Algumas verdades desagradáveis que parte da esquerda não deseja ouvir
Por Caio Reis, discente do curso de Ciências Econômicas FACE/UFMG. Membro do Grupo de Análise da Conjuntura Mineira (UFMG) – Para o Terraço Econômico
Apesar da esquerda – representada por Fernando Haddad no Segundo Turno – ter perdido a eleição, parte dela parece que deseja insistir nos erros que levaram a este resultado, dissociando-se cada vez mais da população. Faço isso, não para criticar as estratégias ou apontar culpados, mas sim por acreditar que mais que nunca os partidos de esquerda têm que se renovar, formando uma oposição que fortaleça a democracia. Abandonando sua arrogância e autoafirmação como baluarte da virtude, que a coloca cada vez mais distante de boa parte da população. Segue algumas verdades desconfortáveis.
O primeiro grande equívoco é continuar usando o discurso do golpe, que não funciona para 70% da população e ainda acaba enfraquecendo as instituições, afinal se já vivêssemos em uma ditadura desde 2016, qual o problema de elegermos pessoas que atacam os ideais democráticos?

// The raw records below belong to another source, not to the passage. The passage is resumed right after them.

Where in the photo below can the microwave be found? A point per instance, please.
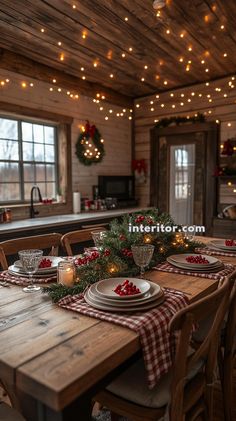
(120, 187)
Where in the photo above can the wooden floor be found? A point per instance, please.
(218, 408)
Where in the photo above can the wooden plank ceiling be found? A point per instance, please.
(122, 44)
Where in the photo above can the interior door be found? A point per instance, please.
(181, 183)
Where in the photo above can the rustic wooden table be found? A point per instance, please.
(55, 360)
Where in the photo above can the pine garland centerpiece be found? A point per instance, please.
(115, 256)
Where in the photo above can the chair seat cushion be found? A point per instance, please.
(132, 386)
(9, 414)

Lula livre não é uma bandeira aglutinadora da sociedade, e sua imagem na última eleição mais atrapalhou que ajudou no segundo turno, tanto que Bolsonaro foi quem mais utilizou referências ao ex-presidente Lula. Mesmo sabendo disso, após as eleições o PT já deu sinais que vai intensificar a campanha pela libertação do Lula, contribuindo ainda mais para fragmentação da oposição entre os partidos ligados ao PT e os demais que não compactuam com este discurso, como a REDE, o PSDB, o PDT entre outros.
A esquerda também não é a representante natural da sociedade, ainda mais com o novo perfil desta (mais conservador). Por qual motivo então a esquerda se intitula como tal, rotulando opositores políticos como “inimigos do povo”? Mais do que nunca é preciso ouvir a população e defender ideias que tenham apoio desta, sem decidir a priori o que é ou não de interesse popular.

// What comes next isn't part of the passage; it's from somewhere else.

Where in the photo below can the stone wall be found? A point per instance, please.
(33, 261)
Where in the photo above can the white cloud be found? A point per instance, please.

Além disso, não é possível continuar negando a ideia de restrição orçamentária, adotando o discurso “nenhum direito a menos”, que acabou sendo uma sombrinha para acomodar pautas de setores privilegiados, como parte do funcionalismo público e dos sindicatos.
Questionar à imprensa por anos, negando seu direito de errar ou mesmo de tomar posição, só contribui para a sua fragilização. Muito ingênuo defender a checagem de notícias falsas em canais tradicionais, quando se atacou estes por anos – e ainda se continua atacando.
Fora os ataques à imprensa, ocorreu também ataques à oposição democrática, algo que vem ocorrendo desde a eleições anteriores, vamos lembrar das propagandas agressivas denegrindo a então candidata Marina Silva em 2014, que fez com que todo o campo democrático se enfraquecesse. Esses ataques cruzados, apenas fizeram com que a população criasse aversão à todas as forças políticas tradicionais.
Importante também é destacar que fora Temer não é proposta, nem cria diálogo. Apesar de ser cômodo dado sua impopularidade. Mais do que “boicotar” um governo, se opondo a praticamente tudo que ele propõe, é preciso apresentar propostas e agir de maneira consistente, inclusive apoiando projetos que façam bem ao país (mesmo que colocados por partidos ou governos que não apoiam). A grande questão é que negar a realidade, inventando bodes expiatórios, não contribui em nada.
Neste momento, é colhido os efeitos negativos da judicialização. Vamos lembrar de que nós a incentivamos, e continuamos fazendo isso, no momento em que queremos que o STF ou o STJ legalize o aborto por exemplo. Afinal somos contra toda a judicialização ou só a parte que convém?
Dito isso, espero que parte da esquerda que continua seguindo estes erros evidentes reformule seus planos. Afinal esta divisão entre uma “esquerda pé no chão” e uma “esquerda romântica” que para justificar seus erros no passado e manter suas bases existentes unificadas (afinal existe aceitação entre os militantes sobre pautas como Lula Livre), desestrutura a (já reduzida) oposição como um todo.